The C-terminal-most conserved domain in RecQ family members is the HRDC domain. The E.coli RecQ and S.cerevisiae Sgs1 HRDC domains form independently folded structural domains that are capable of binding DNA (27,3032). The NMR structure of the S.cerevisiae Sgs1 HRDC domain and crystal structure of the E.coli RecQ HRDC domain have been solved and both form globular helical domains (Figure 2d) (30,32). The E.coli RecQ HRDC domain is distinguished from the Sgs1 domain by virtue of an additional 310 helix connecting the α1 and α2 helices. This fold exposes a hydrophobic patch consisting of residues 552–556 in E.coli RecQ, of which Tyr555 is important for binding to both ssDNA and partial duplex DNA with a 3′-overhang (32). Surprisingly, mutation of this Tyr to Ala increases the affinity of E.coli RecQ for a synthetic HJ structure, indicating that mutations in this domain can dramatically alter the structure-specific DNA-binding properties of the enzyme. Additional basic residues help to form an electropositive region involved in DNA binding along with the Tyr in the E.coli RecQ HRDC domain (32). In contrast, while the HRDC domain of S.cerevisiae Sgs1 also utilizes an electropositive surface for interactions with ssDNA, it appears to do so using residues from a different face of the domain to form its binding site (30). Since the HRDC domain is the most variable of the conserved RecQ domains, the presence of species-specific DNA-binding modes suggest that the domain can be adapted to fit specific needs of individual RecQ family members.

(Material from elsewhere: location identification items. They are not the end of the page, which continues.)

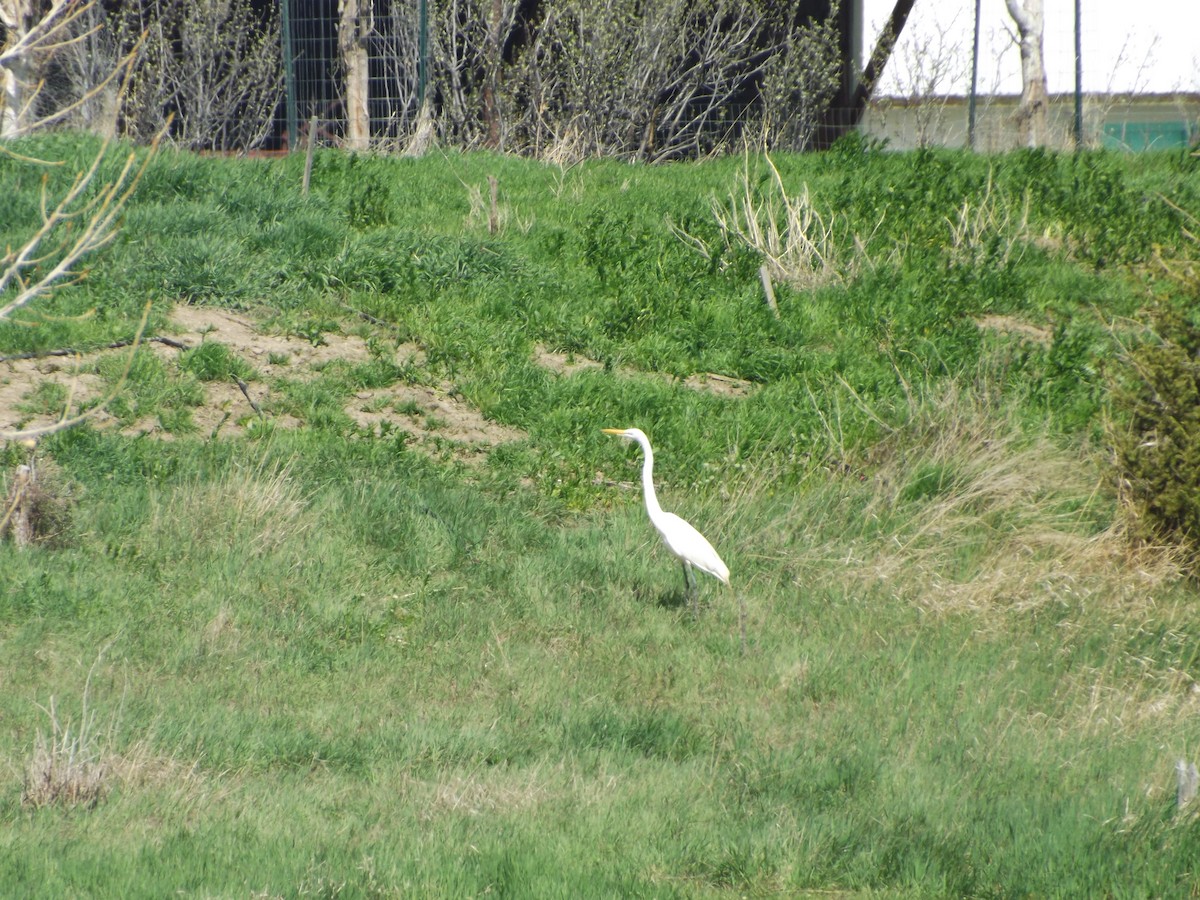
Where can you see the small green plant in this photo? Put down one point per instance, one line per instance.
(214, 361)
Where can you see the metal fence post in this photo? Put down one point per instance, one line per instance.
(289, 77)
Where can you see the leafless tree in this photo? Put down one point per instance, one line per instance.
(37, 34)
(648, 81)
(924, 70)
(75, 221)
(355, 23)
(799, 81)
(210, 63)
(1032, 113)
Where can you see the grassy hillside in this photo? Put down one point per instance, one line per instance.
(407, 631)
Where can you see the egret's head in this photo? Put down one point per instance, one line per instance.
(628, 433)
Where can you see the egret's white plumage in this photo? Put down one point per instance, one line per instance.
(681, 538)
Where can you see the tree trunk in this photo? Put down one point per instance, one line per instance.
(354, 29)
(491, 79)
(1032, 113)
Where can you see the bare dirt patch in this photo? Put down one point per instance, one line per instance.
(435, 417)
(1017, 328)
(431, 415)
(570, 364)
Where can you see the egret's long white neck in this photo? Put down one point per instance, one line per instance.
(652, 499)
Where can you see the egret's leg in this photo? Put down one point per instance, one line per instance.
(689, 581)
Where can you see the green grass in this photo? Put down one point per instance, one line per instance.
(316, 661)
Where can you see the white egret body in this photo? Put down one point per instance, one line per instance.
(681, 538)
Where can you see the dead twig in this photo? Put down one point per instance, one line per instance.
(114, 346)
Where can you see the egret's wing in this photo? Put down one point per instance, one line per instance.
(691, 546)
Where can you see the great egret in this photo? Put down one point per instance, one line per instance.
(681, 538)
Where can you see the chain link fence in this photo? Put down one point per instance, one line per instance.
(562, 79)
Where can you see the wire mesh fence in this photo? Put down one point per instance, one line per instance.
(562, 79)
(924, 96)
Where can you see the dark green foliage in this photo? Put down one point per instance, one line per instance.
(1157, 433)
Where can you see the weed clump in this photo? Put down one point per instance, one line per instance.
(39, 504)
(1156, 433)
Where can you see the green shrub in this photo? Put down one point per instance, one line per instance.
(1157, 433)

Interestingly, there are RecQ proteins that do not include an HRDC domain at all as well as a handful in which multiple HRDC domains are present. Three human RecQ homologs, RecQ1, RecQ4 and all isoforms of RecQ5, lack identifiable HRDC domains altogether. In contrast, two HRDC domains are present in Rhodobacter sphaeroides RecQ and three are found in RecQ from Deinococcus radiodurans, Neisseria meningitidis and Neisseria gonorrhea. Biochemical analysis of the D.radiodurans RecQ showed that the additional C-terminal HRDC domains attenuate DNA binding, unwinding and ATP hydrolysis in the enzyme, whereas the N-terminal-most HRDC domain enhances these activities (67). This is another example of how HRDC domains can be specialized to carry out specific roles in regulating RecQ's activities.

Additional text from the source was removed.